By Amy-Willard Cross
A little while ago, Juliana Lukasik thought there should be more women directors. She ended up buying the company she worked for so she could hold the camera.
A few years later, she realized that young women in the business didn’t have many role models. So she became one—in just two hours.
Quit talking and do something—that’s the action-mantra of commercial producer and director Juliana Lukasik. After all, the word "action" is how directors start.
Lukasik, owner of @ Large Films in Oregon, created her own "quick-n-easy" Job Shadow program to help young women who want to become directors.
She merely simplified as multi-tasking women do. What she did can easily be copied. "I want to see it spread, it’s super easy. I did it purposefully," says Lukasik. There’s no big time commitment, no academic credit. She says it’s a no-brainer.
So far two young women have followed along: one to a shoot for a culinary college,and the other for the national Banfield Pet Hospital, which did result in a kitten on Lukasik’s lap.The clients felt good about it too; helping out a young woman was tweetable and made them feel as though they too were helping out.
"When I was coming up, I worked on hundreds of projects as a production assistant, but never once worked for a female director." After Lukasik bought the production company she had been working for, she tried to hire women directors, but there weren’t any. She was so frustrated, she started to direct. She says, "If you have to buy a production company to direct, there’s something wrong with the system."

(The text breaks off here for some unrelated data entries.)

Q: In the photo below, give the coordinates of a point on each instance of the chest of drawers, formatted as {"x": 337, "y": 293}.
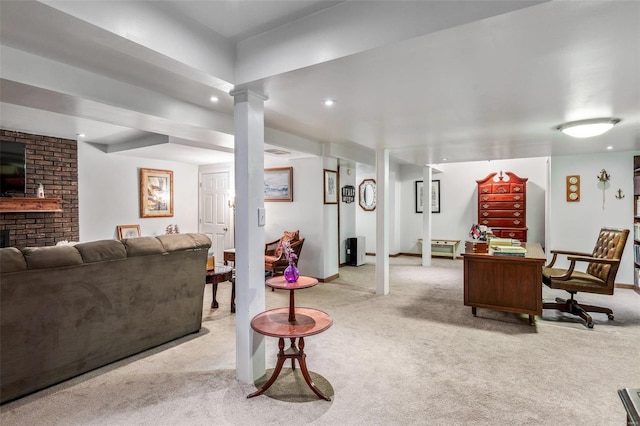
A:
{"x": 502, "y": 205}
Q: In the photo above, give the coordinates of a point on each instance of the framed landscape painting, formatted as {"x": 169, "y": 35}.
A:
{"x": 278, "y": 184}
{"x": 435, "y": 196}
{"x": 128, "y": 231}
{"x": 156, "y": 193}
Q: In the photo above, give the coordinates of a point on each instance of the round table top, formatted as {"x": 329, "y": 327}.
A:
{"x": 281, "y": 284}
{"x": 275, "y": 322}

Calling the shadowing a great opportunity, student Felicia Mauna says, "It gave me a resource to ask any questions that I may have along the way to entering this industry. More importantly, Juliana has showed me what a great director looks and acts like, and that my goal of becoming a director is possible."
Lights, camera, action.
4 Step, 2 Hour Job Shadow DIY Program
If you work in a business with few women, you can help change that ratio. Let a young woman shadow you for a specific project—a UX testing round, a pitch to clients, or patient trials. Easy peasy.
Here’s the recipe:
1. Send an internship offer to a local college or high school. (20 mins)
2. Read through the resumes. (1 hour)
3. Arrange a date for the best candidate to come and observe (not participate).
4. Sign any relevant paperwork the day of (NDA, waivers etc).
In a few years, you should receive a note from the young woman who has landed her first job, award, financing, client, grant, TEDtalk, research lab. or Nobel Prize.